Sun Mar 11 18:22:32 CET 2012

Sent: Sun Mar 11 2012 07:26:20 GMT-0600 (EDT)
From: Balazs Scheidler <bazsi at balabit.hu>
To: Syslog-ng users' and developers' mailing list 
<syslog-ng at lists.balabit.hu>
Subject: Re: [syslog-ng] max recursion depth on filters?
> On Fri, 2012-02-03 at 20:37 -0500, Patrick Hemmer wrote:
>> Is there a maximum depth on recursive filter statements?

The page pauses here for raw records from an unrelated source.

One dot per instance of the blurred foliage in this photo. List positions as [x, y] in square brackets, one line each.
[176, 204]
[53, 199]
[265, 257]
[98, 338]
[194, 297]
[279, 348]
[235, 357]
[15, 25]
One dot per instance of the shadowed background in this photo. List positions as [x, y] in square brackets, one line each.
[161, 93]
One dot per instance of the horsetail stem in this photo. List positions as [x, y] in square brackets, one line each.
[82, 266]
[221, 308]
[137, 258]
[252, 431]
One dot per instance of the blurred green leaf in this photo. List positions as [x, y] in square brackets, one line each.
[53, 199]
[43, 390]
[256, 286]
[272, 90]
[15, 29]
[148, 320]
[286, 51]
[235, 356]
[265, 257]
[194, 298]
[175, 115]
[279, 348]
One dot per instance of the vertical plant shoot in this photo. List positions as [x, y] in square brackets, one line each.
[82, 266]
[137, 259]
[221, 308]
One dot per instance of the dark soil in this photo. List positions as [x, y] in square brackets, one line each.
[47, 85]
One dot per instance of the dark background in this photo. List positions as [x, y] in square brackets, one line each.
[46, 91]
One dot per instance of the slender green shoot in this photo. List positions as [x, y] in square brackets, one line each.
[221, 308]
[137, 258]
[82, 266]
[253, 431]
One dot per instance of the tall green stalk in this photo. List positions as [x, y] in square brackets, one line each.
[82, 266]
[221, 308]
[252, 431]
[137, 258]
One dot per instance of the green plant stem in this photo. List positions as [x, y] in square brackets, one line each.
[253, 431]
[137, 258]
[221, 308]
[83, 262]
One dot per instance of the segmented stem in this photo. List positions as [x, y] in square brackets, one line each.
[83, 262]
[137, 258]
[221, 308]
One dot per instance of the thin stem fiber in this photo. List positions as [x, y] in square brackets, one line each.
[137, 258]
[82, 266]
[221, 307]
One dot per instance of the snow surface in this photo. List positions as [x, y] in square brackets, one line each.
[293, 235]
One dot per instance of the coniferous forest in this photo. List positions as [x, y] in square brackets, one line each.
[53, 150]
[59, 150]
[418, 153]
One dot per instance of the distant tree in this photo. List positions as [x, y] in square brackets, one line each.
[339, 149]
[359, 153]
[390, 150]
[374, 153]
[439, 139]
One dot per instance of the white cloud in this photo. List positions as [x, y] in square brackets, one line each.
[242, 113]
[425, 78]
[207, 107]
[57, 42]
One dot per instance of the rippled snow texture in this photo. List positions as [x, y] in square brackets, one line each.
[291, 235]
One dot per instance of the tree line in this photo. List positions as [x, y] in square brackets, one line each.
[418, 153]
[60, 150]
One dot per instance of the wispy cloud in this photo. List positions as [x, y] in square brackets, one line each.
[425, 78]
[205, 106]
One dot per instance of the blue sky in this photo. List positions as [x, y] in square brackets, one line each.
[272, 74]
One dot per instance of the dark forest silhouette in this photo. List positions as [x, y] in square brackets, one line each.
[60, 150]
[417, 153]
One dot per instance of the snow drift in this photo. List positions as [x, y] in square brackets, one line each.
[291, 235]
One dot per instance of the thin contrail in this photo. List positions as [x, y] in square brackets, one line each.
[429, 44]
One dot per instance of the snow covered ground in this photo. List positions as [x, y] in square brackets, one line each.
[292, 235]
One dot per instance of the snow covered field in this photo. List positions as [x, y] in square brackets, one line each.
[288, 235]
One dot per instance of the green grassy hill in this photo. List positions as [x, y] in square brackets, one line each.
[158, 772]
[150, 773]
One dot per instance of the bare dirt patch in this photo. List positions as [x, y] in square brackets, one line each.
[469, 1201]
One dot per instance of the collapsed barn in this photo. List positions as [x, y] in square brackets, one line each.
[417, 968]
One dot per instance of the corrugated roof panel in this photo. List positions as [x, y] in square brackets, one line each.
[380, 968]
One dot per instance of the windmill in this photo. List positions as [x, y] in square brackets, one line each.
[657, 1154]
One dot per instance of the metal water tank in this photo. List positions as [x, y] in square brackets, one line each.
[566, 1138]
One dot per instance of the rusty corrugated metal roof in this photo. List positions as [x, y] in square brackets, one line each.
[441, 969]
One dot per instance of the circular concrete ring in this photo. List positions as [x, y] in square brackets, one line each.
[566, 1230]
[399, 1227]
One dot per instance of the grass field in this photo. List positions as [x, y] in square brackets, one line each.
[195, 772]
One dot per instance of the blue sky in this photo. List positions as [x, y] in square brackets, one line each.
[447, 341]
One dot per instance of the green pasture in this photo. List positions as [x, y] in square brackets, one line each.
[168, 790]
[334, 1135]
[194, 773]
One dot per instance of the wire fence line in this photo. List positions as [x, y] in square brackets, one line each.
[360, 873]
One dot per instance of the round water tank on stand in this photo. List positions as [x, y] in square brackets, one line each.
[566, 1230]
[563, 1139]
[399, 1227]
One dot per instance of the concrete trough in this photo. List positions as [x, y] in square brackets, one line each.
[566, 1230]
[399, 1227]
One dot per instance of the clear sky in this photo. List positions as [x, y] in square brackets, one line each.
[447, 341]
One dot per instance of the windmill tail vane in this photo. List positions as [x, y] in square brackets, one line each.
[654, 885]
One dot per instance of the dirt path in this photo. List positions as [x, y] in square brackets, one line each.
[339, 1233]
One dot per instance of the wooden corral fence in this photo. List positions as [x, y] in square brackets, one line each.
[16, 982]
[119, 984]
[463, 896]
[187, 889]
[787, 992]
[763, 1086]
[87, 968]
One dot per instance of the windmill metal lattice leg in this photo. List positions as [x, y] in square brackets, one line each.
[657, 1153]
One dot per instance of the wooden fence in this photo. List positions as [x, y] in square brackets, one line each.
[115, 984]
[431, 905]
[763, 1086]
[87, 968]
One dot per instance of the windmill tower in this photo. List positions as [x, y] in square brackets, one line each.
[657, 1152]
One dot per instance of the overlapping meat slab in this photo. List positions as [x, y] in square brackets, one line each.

>> I seem to have an issue which would indicate so.
>>
>> For example, in the config below, i have f_discard, which calls
>> f_iptables_discard, which calls f_iptables. I have it like this so
>> that its easy to read, configure, and add other filters. Its supposed
>> to result in lines matching this to not be logged, but its not
>> working. However if I take the contents of `f_iptables_discard` and
>> put them directly into `f_discard` it works fine.
>>
>> filter f_iptables {
>>      program('^kernel')
>>      and message('^\s*\[\s*[\d\.]+\] iptables/' type(pcre))
>> };
>> filter f_iptables_discard {
>>      # ignore iptables broadcast messages
>>      filter(f_iptables)
>>      and message('MAC=ff:ff:ff:ff:ff:ff')
>>      ;
>> };
>>
>> filter f_discard {
>>      not (
>>          filter(f_iptables_discard)
>>      );
>> };
>> rewrite r_tag {
>>      set('iptables', value('DBTAG') condition(filter(f_iptables)));
>> };
>>
>> log {
>>      source(s_local); source(s_net);
>>      rewrite(r_tag);
>>      filter(f_discard);
>>      destination(d_sqlite);
>> };
> Nothing intentional, however there was a bug in filter() expression
> evaluation, namely it wasn't resolving the nested filter properly in
> case it was embedded as a part of an "AND" or "OR" subexpression.
>
> This patch was fixing it:
> Author: Balazs Scheidler<bazsi at balabit.hu>   2011-10-23 20:19:58
> Committer: Balazs Scheidler<bazsi at balabit.hu>   2011-10-23 20:19:58
> Parent: 46bbdf9a107409e320450f9c4b6a82c2cf9f36af (LogMatcher: fixed reference counting)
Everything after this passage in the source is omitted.